Data

The data set is comprised of 651 randomly sampled movies produced and released before 2016.

Some of these variables are only there for informational purposes and do not make any sense to include in a statistical analysis. It is up to you to decide which variables are meaningful and which should be omitted. For example information in the the actor1 through actor5 variables was used to determine whether the movie casts an actor or actress who won a best actor or actress Oscar.

You might also choose to omit certain observations or restructure some of the variables to make them suitable for answering your research questions.
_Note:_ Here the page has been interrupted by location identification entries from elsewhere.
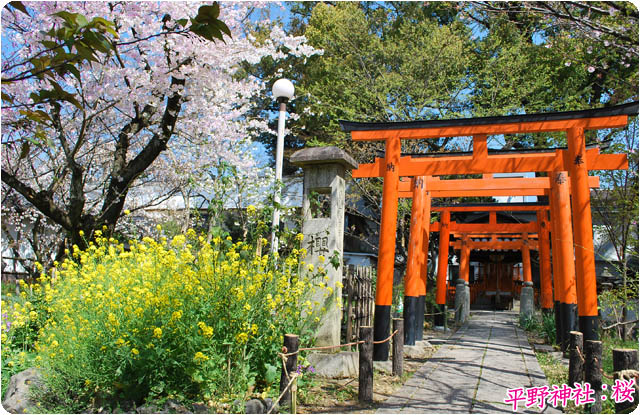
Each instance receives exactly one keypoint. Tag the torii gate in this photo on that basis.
(577, 160)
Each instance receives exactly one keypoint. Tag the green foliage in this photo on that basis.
(529, 323)
(548, 327)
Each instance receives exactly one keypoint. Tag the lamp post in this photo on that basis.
(283, 92)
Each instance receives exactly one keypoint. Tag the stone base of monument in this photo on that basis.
(335, 365)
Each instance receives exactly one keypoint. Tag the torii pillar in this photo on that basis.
(443, 266)
(426, 221)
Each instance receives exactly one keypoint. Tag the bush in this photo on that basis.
(185, 319)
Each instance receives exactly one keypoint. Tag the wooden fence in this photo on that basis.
(357, 300)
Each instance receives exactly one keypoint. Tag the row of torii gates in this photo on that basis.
(567, 185)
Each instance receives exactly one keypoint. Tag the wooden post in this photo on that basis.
(398, 347)
(576, 363)
(592, 372)
(546, 286)
(624, 359)
(365, 376)
(291, 343)
(348, 287)
(412, 280)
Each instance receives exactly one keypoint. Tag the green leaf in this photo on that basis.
(223, 27)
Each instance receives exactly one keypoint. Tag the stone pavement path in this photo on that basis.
(472, 370)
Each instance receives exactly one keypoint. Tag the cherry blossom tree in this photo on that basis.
(149, 112)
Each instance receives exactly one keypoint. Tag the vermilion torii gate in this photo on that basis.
(576, 160)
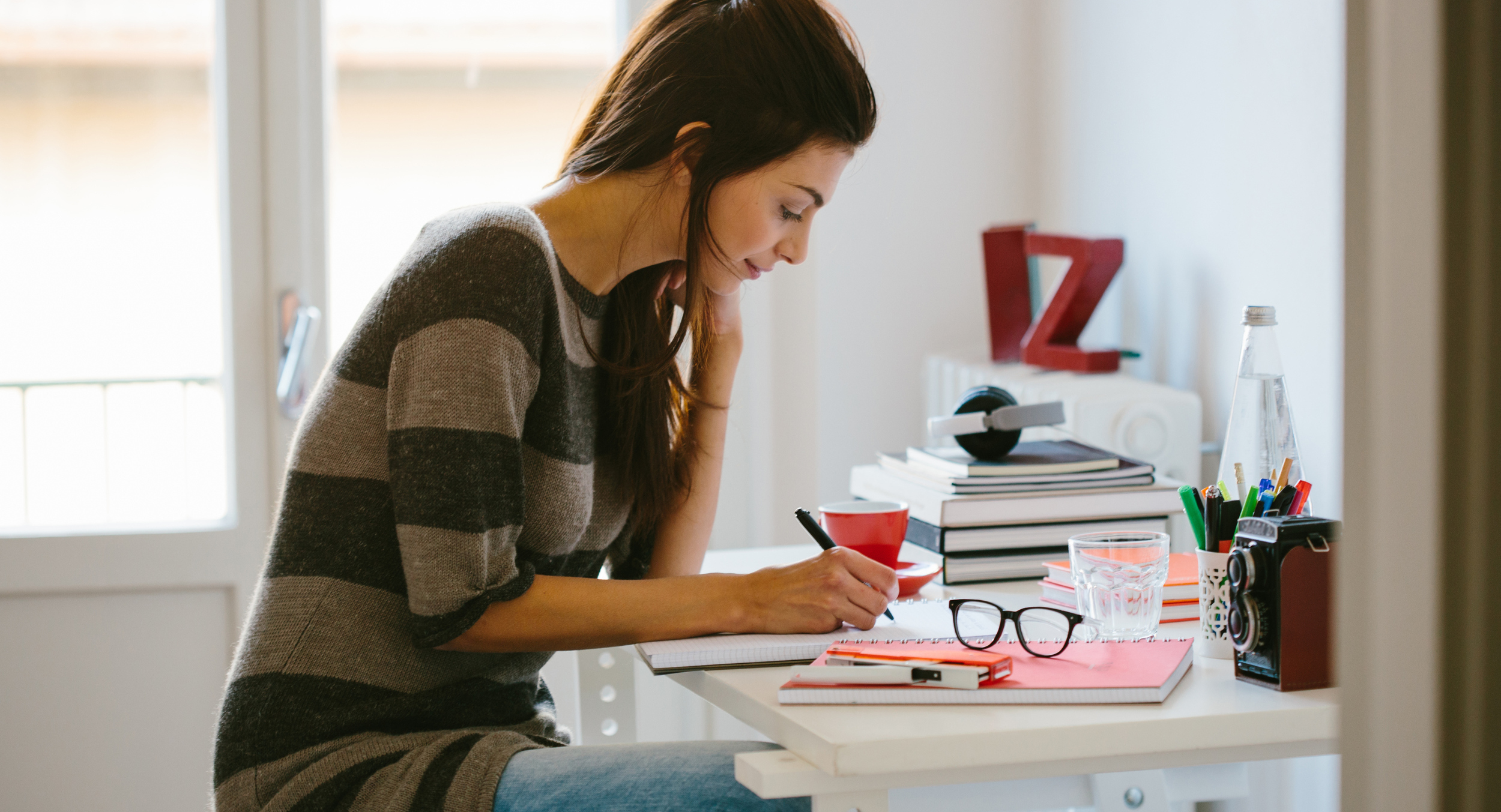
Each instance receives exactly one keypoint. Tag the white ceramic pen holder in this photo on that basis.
(1213, 640)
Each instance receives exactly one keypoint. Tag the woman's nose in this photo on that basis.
(793, 250)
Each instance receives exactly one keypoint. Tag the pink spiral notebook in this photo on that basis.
(1087, 673)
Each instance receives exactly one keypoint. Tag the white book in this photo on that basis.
(914, 619)
(1159, 499)
(1087, 673)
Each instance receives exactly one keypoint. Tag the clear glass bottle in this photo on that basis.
(1261, 433)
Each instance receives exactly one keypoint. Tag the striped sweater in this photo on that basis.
(446, 459)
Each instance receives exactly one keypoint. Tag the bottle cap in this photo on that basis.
(1260, 316)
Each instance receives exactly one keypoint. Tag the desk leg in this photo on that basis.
(865, 801)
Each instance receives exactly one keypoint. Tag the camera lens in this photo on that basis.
(1243, 624)
(1242, 568)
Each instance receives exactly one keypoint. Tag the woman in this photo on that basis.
(508, 418)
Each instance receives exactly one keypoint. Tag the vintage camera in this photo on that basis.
(1281, 588)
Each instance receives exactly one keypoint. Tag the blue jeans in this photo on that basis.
(670, 777)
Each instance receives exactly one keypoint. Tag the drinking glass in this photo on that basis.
(1117, 580)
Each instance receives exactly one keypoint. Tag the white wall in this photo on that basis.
(1210, 137)
(1207, 136)
(898, 253)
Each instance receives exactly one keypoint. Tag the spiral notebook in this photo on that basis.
(914, 619)
(1086, 673)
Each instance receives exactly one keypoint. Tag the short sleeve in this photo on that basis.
(461, 379)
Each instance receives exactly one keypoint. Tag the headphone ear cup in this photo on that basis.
(986, 445)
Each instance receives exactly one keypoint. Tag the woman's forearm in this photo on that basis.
(562, 615)
(682, 535)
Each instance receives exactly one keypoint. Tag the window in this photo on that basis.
(112, 409)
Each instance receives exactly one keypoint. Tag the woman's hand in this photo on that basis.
(724, 311)
(818, 595)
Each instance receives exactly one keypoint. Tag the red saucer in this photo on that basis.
(911, 577)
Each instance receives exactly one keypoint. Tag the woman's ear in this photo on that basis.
(688, 146)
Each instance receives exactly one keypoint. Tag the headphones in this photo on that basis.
(988, 423)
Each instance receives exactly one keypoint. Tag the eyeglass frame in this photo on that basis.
(1013, 616)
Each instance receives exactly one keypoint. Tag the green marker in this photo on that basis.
(1249, 504)
(1191, 508)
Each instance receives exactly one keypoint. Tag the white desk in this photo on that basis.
(848, 757)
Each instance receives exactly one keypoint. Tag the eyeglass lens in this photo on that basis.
(977, 624)
(1043, 633)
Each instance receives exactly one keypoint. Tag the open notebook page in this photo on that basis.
(914, 621)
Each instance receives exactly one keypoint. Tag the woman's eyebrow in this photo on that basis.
(818, 199)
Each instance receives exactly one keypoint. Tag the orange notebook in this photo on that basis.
(1087, 673)
(998, 664)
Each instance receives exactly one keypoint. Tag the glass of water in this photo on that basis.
(1117, 582)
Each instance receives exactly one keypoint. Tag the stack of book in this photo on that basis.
(991, 522)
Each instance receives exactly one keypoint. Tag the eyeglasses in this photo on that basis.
(1043, 633)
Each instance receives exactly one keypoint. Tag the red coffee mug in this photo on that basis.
(874, 529)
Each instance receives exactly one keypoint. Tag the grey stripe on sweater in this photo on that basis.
(446, 459)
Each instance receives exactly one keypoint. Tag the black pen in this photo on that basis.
(806, 520)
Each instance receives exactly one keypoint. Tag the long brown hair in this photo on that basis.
(767, 77)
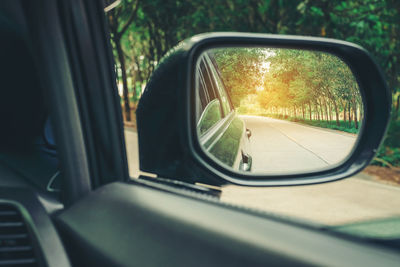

When you are fitting a model you should also be careful about collinearity, as some of these variables may be dependent on each other.

Codebook

  1. title: Title of movie
  2. title_type: Type of movie (Documentary, Feature Film, TV Movie)
  3. genre: Genre of movie (Action & Adventure, Comedy, Documentary, Drama, Horror, Mystery & Suspense, Other)
  4. runtime: Runtime of movie (in minutes)
  5. mpaa_rating: MPAA rating of the movie (G, PG, PG-13, R, Unrated)
  6. studio: Studio that produced the movie
  7. thtr_rel_year: Year the movie is released in theaters
  8. thtr_rel_month: Month the movie is released in theaters
  9. thtr_rel_day: Day of the month the movie is released in theaters
  10. dvd_rel_year: Year the movie is released on DVD
  11. dvd_rel_month: Month the movie is released on DVD
  12. dvd_rel_day: Day of the month the movie is released on DVD
  13. imdb_rating: Rating on IMDB
  14. imdb_num_votes: Number of votes on IMDB
  15. critics_rating: Categorical variable for critics rating on Rotten Tomatoes (Certified Fresh, Fresh, Rotten)
  16. critics_score: Critics score on Rotten Tomatoes
  17. audience_rating: Categorical variable for audience rating on Rotten Tomatoes (Spilled, Upright)
  18. audience_score: Audience score on Rotten Tomatoes
  19. best_pic_nom: Whether or not the movie was nominated for a best picture Oscar (no, yes)
  20. best_pic_win: Whether or not the movie won a best picture Oscar (no, yes)
  21. best_actor_win: Whether or not one of the main actors in the movie ever won an Oscar (no, yes) – note that this is not necessarily whether the actor won an Oscar for their role in the given movie
  22. best_actress win: Whether or not one of the main actresses in the movie ever won an Oscar (no, yes) – not that this is not necessarily whether the actresses won an Oscar for their role in the given movie
  23. best_dir_win: Whether or not the director of the movie ever won an Oscar (no, yes) – not that this is not necessarily whether the director won an Oscar for the given movie
  24. top200_box: Whether or not the movie is in the Top 200 Box Office list on BoxOfficeMojo (no, yes)
  25. director: Director of the movie
  26. actor1: First main actor/actress in the abridged cast of the movie
  27. actor2: Second main actor/actress in the abridged cast of the movie
  28. actor3: Third main actor/actress in the abridged cast of the movie
  29. actor4: Fourth main actor/actress in the abridged cast of the movie
  30. actor5: Fifth main actor/actress in the abridged cast of the movie
  31. imdb_url: Link to IMDB page for the movie
  32. rt_url: Link to Rotten Tomatoes page for the movie